平成18年式、スズキジムニー(JB23W)のスモール不灯にて入庫しました。
フォグランプの周りに、イカリングが装着されています。
このイカリングがスモール時点灯するのですが、左側が点灯しないようです。
作動条件はスモール時にイカリング点灯、フォグスイッチONでフォグ点灯と同時にイカリングが消灯。

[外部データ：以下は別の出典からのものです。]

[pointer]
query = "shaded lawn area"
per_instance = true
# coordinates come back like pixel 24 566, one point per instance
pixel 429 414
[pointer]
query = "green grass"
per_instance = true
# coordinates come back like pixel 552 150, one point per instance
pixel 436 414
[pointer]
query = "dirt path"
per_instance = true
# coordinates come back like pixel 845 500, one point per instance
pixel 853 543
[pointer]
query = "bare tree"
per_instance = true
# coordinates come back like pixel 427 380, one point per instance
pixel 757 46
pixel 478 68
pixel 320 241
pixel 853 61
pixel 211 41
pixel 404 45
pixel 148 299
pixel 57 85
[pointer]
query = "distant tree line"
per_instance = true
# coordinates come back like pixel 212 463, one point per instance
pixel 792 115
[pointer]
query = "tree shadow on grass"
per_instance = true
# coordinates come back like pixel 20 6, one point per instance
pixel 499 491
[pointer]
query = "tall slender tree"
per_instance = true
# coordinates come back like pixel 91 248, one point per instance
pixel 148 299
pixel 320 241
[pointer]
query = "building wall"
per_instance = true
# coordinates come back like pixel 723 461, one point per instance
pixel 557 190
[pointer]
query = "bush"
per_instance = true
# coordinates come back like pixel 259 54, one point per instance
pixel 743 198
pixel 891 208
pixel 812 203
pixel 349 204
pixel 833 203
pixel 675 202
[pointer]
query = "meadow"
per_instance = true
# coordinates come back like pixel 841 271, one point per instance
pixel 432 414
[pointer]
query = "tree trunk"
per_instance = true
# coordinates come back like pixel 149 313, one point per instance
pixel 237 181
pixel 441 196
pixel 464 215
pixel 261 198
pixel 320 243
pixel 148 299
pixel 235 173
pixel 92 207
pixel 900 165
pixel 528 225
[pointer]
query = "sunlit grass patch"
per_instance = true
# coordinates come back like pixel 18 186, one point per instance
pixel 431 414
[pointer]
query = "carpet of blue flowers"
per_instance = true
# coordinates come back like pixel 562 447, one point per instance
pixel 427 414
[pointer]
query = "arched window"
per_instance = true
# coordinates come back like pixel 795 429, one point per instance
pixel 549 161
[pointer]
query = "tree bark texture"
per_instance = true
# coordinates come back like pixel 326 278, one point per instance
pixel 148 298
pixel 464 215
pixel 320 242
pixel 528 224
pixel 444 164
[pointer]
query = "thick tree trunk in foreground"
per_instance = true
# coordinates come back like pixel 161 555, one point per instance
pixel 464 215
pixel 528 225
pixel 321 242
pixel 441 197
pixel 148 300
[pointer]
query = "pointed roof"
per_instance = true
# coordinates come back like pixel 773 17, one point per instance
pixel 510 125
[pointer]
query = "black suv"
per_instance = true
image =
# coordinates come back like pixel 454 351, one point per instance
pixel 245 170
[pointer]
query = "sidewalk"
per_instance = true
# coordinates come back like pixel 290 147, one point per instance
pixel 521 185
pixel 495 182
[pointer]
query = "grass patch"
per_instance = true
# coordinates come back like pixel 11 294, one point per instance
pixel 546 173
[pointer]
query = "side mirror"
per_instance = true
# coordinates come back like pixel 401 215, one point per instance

右側は正常に点灯するので、配線の分岐以降、左側の配線に不具合が考えられます。
バンパー下側から覗いてみると、6極のリレーが装着されていた。
配線を動かすと点灯する、どうやら接触不良なのだろうか。
このリレーも作動条件がよくわからない。
左右に1個ずつ装着されているのだが、もともとの純正フォグランプリレーがついているので、
ここでもリレーを通してフォグ、あるいはイカリングに通電しているのか、
現段階では制御の内容はわからない。
いずれにせよ、配線の接触不良の部分だけの部分修理で解決すると思われるが、
配線自体の劣化の進みがひどく、配線はただぶら下がっているだけであり、
部分修理しても不具合の再発や、これから雪が降る季節であり、バンパーの裏側に雪がたまり、
雪の重みで配線が切れてしまう恐れもあるため、お客様に現状の説明と根本的な修理を提案。
配線を作り直し、雪や氷が付着しないようまとめることで修理を始める。
他の要望として、スモール時にイカリング点灯、フォグONで同時点灯にしたいということで、
あわせて配線の改造も一緒に行なうことに。
右側の配線の様子。 かなり劣化しています。
こちらは、左側の配線の様子。
同じく配線の劣化と腐食がすすんでいました。
やはりこれは全部作り直さないといけない。
配線と一緒に設置されていた6極リレー。
こちらも水が入り込んでいる様子で、そんなに長くはもたない状態。
配線修理しながら、配線を解読していたところ、ようやくこのリレーの役割が判明する。
6ピンのうち、スモールONで、スモール信号がb接点を通してイカリング点灯。
フォグスイッチON時、フォグ信号がそのままリレーのコイル側に入力されON、
b接点が開くことでイカリング信号を遮断する仕組みだったよう。
結局この6極リレーは、イカリングの点灯を制御するために使用していたようで、
フォグの電源のためではないことが判明。
今回のオーダーでは、イカリングはフォグONにて同時点灯のため、このリレーはいらないことに。
バンパー脱着、バンパー裏側からのフォグ状態の様子。
一旦、フォグランプもまるごと取り外すことに。
スモール信号の取り出しを確認のため、エンジンルームを覗くとスモール配線にエレクトロタップが。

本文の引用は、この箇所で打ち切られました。